The politics of chocolate at Third Place Books

Sunday, October 7, 2018

A UW Bothell professor exposes the power struggles of the global chocolate industry, an author showcases her new psychological thriller. An author looks inward with her memoir of growth through change and another discusses growth through kindness to others. Finally, a Life magazine photographer showcases his work.

Third Place Books, upper level Town Center, intersection Bothell and Ballinger Way, Lake Forest Park.

Monday, October 8, 7pm 
Kristy Leissle
Cocoa (Polity Press)

UW Bothell professor and leading expert on the global cocoa and chocolate industries Kristy Leissle reveals the world of power struggles and political maneuvering behind every chocolate bar we unwrap.

Tuesday, October 9, 7pm
Lauren Oliver (in conversation w/ Kendare Blake)

Broken Things (HarperCollins)

With all the intensity and whiplash turns of Sharp Objects and One of Us Is Lying, this engrossing psychological thriller by New York Times bestselling author Lauren Oliver is an unforgettable, mesmerizing tale of exquisite obsession, spoiled innocence, and impossible friendships.

Wednesday, October 10, 7pm
Donna Cameron

A Year of Living Kindly: Choices That Will Change Your Life and the World Around You (She Writes Press)

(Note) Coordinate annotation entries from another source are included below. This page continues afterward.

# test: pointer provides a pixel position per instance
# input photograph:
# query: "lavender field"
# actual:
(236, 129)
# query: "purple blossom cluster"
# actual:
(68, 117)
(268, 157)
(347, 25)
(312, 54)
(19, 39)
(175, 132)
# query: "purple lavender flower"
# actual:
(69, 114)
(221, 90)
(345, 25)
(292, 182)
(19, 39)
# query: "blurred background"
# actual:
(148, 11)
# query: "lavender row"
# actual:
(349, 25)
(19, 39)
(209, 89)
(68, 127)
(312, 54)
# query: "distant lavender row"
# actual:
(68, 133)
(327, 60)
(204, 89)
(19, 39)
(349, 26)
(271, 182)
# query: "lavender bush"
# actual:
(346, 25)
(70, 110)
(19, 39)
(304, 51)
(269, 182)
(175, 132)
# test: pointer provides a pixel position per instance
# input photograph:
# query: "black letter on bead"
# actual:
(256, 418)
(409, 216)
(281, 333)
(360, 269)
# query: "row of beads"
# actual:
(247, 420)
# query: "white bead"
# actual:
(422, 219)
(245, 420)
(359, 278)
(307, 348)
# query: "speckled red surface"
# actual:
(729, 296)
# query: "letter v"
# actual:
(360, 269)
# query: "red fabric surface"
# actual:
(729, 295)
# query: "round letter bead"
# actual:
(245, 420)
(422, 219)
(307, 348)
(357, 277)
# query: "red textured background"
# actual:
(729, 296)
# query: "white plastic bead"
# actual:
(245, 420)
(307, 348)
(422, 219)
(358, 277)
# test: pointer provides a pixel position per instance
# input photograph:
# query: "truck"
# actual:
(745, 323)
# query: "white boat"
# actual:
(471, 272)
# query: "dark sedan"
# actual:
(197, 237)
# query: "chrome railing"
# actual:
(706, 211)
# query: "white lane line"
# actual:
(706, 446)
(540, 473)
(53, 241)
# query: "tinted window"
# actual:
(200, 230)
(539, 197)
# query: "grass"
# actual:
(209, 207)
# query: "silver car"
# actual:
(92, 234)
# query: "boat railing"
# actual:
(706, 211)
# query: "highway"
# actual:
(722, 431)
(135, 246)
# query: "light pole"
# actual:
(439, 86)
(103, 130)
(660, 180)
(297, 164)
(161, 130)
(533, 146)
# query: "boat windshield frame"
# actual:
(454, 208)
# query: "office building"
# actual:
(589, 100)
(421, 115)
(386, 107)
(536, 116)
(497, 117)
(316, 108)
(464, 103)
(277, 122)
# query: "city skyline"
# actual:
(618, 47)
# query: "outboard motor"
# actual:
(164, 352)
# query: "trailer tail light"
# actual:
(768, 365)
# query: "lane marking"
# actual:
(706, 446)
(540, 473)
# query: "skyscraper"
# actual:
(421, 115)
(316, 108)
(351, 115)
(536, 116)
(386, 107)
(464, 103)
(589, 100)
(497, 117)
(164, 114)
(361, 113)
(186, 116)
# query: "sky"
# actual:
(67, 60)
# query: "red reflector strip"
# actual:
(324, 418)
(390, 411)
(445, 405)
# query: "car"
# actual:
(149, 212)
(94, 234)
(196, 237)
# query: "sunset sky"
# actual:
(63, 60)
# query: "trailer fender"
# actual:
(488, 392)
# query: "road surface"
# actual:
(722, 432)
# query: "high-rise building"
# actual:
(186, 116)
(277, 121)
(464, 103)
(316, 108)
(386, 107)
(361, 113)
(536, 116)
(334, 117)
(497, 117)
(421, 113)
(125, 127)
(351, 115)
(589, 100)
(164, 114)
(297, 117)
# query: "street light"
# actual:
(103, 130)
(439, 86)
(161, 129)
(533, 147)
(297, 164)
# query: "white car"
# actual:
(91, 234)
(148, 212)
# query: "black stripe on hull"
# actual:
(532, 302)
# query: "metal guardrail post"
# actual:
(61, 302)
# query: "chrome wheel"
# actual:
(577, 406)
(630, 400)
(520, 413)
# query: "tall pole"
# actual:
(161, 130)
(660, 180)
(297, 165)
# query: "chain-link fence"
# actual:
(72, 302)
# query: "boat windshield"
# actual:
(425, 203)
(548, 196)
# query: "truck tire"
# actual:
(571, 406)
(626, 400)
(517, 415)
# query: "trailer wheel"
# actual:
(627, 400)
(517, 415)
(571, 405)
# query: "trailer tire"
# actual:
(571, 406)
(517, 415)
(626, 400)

Want to change your life and also change the world? It begins with choosing kindness. In A Year of Living Kindly, Donna Cameron shows how we can overcome the barriers that impede both giving and receiving kindness—and how we can help others do the same.

Thursday, October 11, 7pm
Bob Peterson

Bob Peterson

Clint Eastwood. Michael Jordan. Joan Baez. LIFE magazine photographer Bob Peterson shot everyone who's anyone over more than sixty years of journalism and advertising. His larger-than-life collection, Bob Peterson, brings together his best and most arresting images, from Philip Roth and Janis Joplin to the mouth-watering cuisine of Paris.

Friday, October 12 at 6pm
Sarah Cannon

The Shame of Losing (Red Hen Press)

In a thoughtful examination around what it means to be a wife, mother, daughter, and friend on the threshold of “true” adulthood, Sarah Cannon's memoir suggests how one might discover both suffering and joy inside a complicated series of life-changing events.